Лежа на полу под кроватью, рассказчик выглядывает оттуда И видит двух старух; одна держит в руке горящую лампу (lucernam lucidam), другая — губку и обнаженный кинжал. Эта последняя и есть Мероэ; она направляется к Сократу, подруге же своей знаком указывает на человека под кроватью. Вторая колдунья, по имени
Пантия, предлагает разорвать его на части, как делают вакханки (baccchatim), или же связав по рукам и ногам, оскопить (virilia desecamus). Но Мероэ не слушает Пантию; она вонзает кинжал по самую рукоять в левый бок Сократа, собирает его кровь в бурдюк, засовывает правую руку в рану (imnussa dextera per vulnus), копается в его внутренностях (ad viscera) и извлекает сердце. Пантия тотчас затыкает зияющую рану губкой, со словами: «Губка-губка, ты родилась в море, берегись же переходить реку!» Перед тем как покинуть комнату, они поднимают кровать, под которой прячется рассказчик, и, присев на корточки над его головой, справляют малую нужду, залив его вонючей мочой (super faciem meam residentes vesicam exonerant quoad me urinae spurcissimae madore perluerent).
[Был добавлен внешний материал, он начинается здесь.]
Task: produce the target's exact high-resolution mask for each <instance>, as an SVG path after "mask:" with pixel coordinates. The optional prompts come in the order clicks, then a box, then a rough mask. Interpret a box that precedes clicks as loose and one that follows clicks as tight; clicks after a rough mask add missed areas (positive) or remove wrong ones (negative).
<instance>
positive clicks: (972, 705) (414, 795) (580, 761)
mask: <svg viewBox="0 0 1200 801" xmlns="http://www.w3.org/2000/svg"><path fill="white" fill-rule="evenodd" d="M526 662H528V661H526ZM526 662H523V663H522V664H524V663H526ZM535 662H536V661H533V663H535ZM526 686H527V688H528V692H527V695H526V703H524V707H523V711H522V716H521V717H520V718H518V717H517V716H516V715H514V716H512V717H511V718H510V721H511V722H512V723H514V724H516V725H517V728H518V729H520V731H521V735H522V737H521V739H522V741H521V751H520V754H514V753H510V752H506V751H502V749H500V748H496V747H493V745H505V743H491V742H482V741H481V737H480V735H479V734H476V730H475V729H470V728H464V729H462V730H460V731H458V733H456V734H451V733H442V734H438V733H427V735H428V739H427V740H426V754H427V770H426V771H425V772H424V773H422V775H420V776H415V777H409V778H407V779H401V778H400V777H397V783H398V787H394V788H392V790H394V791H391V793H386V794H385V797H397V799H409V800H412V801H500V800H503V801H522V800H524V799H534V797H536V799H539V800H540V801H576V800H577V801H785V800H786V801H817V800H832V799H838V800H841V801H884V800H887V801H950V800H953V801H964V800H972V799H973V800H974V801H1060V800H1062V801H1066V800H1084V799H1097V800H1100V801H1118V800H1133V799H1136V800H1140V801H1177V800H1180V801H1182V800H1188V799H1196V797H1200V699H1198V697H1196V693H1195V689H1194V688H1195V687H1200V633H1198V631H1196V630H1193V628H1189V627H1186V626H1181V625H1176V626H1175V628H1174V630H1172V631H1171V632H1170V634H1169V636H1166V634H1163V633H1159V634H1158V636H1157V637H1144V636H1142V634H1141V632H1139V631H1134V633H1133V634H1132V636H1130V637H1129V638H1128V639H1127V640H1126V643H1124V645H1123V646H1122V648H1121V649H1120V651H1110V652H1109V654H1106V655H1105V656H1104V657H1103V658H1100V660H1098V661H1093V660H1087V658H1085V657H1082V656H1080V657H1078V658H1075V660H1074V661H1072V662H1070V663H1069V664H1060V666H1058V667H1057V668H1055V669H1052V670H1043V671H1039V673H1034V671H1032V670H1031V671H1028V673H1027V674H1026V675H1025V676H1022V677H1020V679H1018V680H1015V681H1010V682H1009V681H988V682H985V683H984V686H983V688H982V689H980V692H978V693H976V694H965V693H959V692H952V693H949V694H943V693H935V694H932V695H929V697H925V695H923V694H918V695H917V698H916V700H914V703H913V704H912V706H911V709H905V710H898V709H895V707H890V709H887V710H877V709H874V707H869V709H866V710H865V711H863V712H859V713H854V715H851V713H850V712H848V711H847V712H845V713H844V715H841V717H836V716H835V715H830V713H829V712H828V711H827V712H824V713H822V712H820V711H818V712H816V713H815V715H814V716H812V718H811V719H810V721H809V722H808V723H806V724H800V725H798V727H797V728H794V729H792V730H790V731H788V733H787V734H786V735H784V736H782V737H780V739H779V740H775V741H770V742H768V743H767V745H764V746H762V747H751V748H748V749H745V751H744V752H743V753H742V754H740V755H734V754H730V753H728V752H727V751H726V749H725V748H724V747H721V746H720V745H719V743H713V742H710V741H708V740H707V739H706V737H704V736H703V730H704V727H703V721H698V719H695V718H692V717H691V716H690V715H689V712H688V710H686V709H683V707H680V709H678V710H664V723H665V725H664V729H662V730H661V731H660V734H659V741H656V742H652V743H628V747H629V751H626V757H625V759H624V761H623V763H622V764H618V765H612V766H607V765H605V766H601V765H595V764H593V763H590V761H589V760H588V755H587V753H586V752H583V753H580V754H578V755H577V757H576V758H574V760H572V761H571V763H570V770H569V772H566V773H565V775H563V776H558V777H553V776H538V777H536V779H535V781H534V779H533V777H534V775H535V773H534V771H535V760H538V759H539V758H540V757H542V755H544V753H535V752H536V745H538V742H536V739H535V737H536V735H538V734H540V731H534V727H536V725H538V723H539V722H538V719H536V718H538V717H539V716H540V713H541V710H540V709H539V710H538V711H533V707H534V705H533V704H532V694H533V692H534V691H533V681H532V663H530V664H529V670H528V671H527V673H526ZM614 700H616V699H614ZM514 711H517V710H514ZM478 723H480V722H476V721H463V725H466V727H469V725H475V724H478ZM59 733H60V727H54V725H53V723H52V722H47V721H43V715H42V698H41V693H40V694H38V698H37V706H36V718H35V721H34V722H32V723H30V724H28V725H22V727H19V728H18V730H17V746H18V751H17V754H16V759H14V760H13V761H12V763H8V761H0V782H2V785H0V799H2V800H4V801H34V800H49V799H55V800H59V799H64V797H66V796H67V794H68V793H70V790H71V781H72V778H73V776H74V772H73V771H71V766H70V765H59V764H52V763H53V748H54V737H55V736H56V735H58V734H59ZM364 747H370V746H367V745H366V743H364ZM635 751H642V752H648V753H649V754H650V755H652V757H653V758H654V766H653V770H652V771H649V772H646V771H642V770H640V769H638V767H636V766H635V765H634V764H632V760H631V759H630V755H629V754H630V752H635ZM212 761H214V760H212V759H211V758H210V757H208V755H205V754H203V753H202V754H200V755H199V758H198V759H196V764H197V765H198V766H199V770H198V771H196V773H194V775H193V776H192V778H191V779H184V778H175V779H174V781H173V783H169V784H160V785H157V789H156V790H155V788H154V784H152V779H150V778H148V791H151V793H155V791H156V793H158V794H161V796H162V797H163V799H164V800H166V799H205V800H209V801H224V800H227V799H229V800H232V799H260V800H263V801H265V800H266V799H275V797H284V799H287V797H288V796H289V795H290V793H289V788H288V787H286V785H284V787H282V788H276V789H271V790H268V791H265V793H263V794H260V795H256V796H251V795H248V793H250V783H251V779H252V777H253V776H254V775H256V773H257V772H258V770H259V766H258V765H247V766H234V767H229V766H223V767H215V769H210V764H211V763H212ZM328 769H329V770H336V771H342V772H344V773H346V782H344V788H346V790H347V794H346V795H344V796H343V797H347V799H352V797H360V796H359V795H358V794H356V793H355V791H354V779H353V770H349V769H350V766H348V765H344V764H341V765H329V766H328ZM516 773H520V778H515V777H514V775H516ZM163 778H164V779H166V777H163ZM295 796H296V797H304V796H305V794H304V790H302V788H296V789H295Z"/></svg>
Далее герой пишет: «Я так и остался валяться на полу (humi projectus), полуживой (inanimis), голый (nudus), озябший (frigidus), залитый мочой (lotio perlutus), словно младенец, только-только покинувший материнское чрево» (quasi recens utero matris editus).
Апулей не останавливается на этом, множа и множа сравнения: «Более того, я был полумертв (semimortus). Более того, я пережил самого себя (supervivens), и продолжение моего «я» (postumus) во всех отношениях было «кандидатом» на уже воздвигнутый крест» (destinatae jam cruci).
Ученые и переводчики не могут дать верного толкования этой последней фразе Апулея («Метаморфозы», I, 14, 2). Возможно, они напрасно модифицируют текст. Этот последний предлагает три образа: младенец, залитый мочой, который только что вышел (editus) из чрева матери и голым выброшен на пол; полумертвый мужчина и, наконец, восставший после смерти человек, одетый в белый хитон или, по крайней мере, «кандидат» на воздвигнутый «рабский» крест (это, без сомнения, кара за то, что он зарезал своего друга Сократа, спавшего рядом с ним в комнате на постоялом дворе).